Requisites of a Bible lesson.Probably all teachers will say the difficulty lies rather in how to treat this vast stock of material. There should be no difficulty in making the children feel that the Bible is the most interesting book in the world, quite apart from its religious importance.

So many books on Eastern manners and places are within the reach of teachers that they should not be content till their own conceptions of the Bible scenes and characters are as vivid as Tinworth’s terra cottas.

(a) Vividness.Children have much in common with the old Scotch woman who was so shocked at what seemed to her irreverence in Dean Stanley when he tried to persuade her that Jerusalem was a real place which he had visited; it is a new light to them to be made to realise that Bible heroes and places are as real as those in English history. Doing this arrests their attention, and they go on to perceive that the temptations and virtues of those days were also like our own, that even the minor Prophets, whom they have avoided as utterly alien to their world, speak straight to ourselves in their warnings about wealth and labour and luxury.

(b) Practicality.Until we make Bible lessons practical for ourselves and for our children, we must not be content: in old days the Bible was used only as a storehouse of isolated texts for personal application; we realise now that due reverence for the Word of God requires that we should study it, and teach it, as exactly and reasonably and vividly as we do any other history and literature, but we must not forget that if we stop here, the old-fashioned unintellectual method of study infinitely surpassed in wisdom our modern cleverness. Unless our lessons make the Bible more profitable for doctrine and reproof, for amendment of life and instruction of manners, they are failures, no matter how much critical and geographical learning has been brought to bear on them. (c) Devoutness.Perhaps each lesson need not have a special ethical or spiritual bearing (though it is a pity if it has not), and we should beware against overdoing our moral instruction. A child’s mind is like a narrow-necked bottle, and we often pour in too much at once.

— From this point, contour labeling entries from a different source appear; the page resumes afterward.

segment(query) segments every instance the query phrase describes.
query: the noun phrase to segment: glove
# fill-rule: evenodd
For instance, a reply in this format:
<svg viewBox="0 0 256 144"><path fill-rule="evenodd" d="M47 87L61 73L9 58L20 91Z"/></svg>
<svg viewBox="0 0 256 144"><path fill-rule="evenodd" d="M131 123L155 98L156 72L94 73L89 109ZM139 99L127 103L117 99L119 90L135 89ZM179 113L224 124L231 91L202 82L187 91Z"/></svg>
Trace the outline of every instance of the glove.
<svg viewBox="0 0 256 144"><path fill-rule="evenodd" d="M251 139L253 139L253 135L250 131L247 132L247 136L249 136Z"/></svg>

(d) Simplicity.Especially is this the case with illustrations; the teacher has had their use so inculcated that a Bible lesson is too often a string of anecdotes and pictures in which the central idea is hopelessly lost; one truth, one picture, and one illustration are as much as any young child can grasp in one lesson, and children of a larger growth would often gain more if teachers were more economical in their explanations.